Solved: Re: Fire Power 2130 Gateway cannot be reached through port Ethernet1/1 named “outside”

Cconchap · ‎11-11-2020

I am trying to activate my smart licenses, but I have the following message, I think it is a configuration error, but I could not understand what it is, my firepower 2130 has ping to tools.cisco.com.

Marvin Rhoads · ‎11-11-2020

The address must be reachable from the management interface. Try "ping system tools.cisco.com" to confirm that.

Also, the gateway mentioned in your screen shot error message would be whatever is configured as the default route for the data interface. Try "show route" to confirm that.

View solution in original post

Marvin Rhoads · ‎11-11-2020

The address must be reachable from the management interface. Try "ping system tools.cisco.com" to confirm that.

Also, the gateway mentioned in your screen shot error message would be whatever is configured as the default route for the data interface. Try "show route" to confirm that.

brunosa3 · ‎03-02-2021

Hello everyone,

this is my first post in this forum

I lose my mind - Im struggling with the most basic things and hope to get some clarifications/guidance in this thread. I recently bought a FIREPOWER 1010 and try to get the box started. However, I have the same issue as described in this thread I cannot activate my smart licenses because "Gateway cannot be reached through port Ethernet1/1 named “outside”.

To my physical cable connections:
my router (Telekom Speedport pro 192.168.1.2) and port1 of my firepower are connected via a Zyxel GS-1900 48HP (192.168.1.101) Switch (I also tried to connect it directly - didn t work either).

In the IP router table i can see the firepower under 192.168.1.114. However, I cannot ping this IP nor can i ping from the inside (CLI from 192.168.1.1) to the outside.

In the attachment you see the routes I have set so far.

Does anyone know what Iam missing?

Kind regards

Sandro

Marvin Rhoads · ‎03-02-2021

It looks like you have the 192.168.1.0/24 network defined on both the inside and outside. Those need to be on different subnets.

Also, you haven't shared the management setup ("show network" from the cli).

brunosa3 · ‎03-02-2021

Hi Marvin,

many thanks for your quick response.

Im sorry i don t know how to upload screenshots other than in the word document i have uploaded in my previous post. Are you able to open it?

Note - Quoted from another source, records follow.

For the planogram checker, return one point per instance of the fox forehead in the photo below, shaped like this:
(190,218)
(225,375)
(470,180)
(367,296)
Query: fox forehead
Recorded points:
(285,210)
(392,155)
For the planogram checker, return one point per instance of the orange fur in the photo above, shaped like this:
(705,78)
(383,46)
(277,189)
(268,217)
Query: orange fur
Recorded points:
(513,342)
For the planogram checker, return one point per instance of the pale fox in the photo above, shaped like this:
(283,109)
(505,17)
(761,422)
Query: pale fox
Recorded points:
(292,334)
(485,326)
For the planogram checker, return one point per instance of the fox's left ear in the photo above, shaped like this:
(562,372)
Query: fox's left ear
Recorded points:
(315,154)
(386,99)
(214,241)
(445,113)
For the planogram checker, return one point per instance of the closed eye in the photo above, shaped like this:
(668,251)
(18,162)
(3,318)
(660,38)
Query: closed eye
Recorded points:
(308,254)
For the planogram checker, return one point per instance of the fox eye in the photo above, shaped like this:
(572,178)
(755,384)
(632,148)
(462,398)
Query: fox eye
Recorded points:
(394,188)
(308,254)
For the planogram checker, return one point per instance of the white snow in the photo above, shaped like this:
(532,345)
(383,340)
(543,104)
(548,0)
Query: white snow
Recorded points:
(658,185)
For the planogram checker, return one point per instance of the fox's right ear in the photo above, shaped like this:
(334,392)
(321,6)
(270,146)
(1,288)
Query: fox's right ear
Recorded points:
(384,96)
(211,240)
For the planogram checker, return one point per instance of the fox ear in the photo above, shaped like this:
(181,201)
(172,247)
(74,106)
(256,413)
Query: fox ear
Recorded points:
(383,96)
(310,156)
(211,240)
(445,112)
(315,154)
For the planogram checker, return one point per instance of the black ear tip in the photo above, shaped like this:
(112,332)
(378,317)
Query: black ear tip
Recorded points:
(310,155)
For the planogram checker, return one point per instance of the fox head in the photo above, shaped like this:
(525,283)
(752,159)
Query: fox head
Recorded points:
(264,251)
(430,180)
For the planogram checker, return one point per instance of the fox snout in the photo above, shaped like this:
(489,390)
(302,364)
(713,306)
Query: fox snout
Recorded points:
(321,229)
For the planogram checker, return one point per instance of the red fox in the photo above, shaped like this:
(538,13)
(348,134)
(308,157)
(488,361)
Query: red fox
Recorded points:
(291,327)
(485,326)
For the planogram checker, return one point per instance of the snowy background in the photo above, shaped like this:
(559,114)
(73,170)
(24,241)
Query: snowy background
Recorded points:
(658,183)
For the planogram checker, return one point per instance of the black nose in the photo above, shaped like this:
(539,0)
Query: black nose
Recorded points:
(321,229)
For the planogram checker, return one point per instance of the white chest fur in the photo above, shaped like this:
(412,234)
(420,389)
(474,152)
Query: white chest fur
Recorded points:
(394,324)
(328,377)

So you are saying my gateway (router), switch (eg 192.168.1.0/24) and so on need to be on another subnet than the firepower (inside eg 192.168.45.0/24). But in this case I should be able to access the internet via the management port, right? Im just asking because even there I have the same error.

Kind regards,

Sandro

brunosa3 · ‎03-07-2021

Marvin Rhoads · ‎03-07-2021

Each interface of the firewall must be in a different subnet. You have the inside and outside interfaces in the same subnet. Since outside appears to be DHCP-addressed, you must change your inside subnet from the default 192.168.1.0/24 to something unique.

The getting started guide for these devices is really quite thorough and should be followed, adjusting to suit your conditions.

https://www.cisco.com/c/en/us/td/docs/security/firepower/quick_start/fp1010/firepower-1010-gsg/ftd-fdm.html

brunosa3 · ‎03-08-2021

thank you so much !!! That was the trick!!!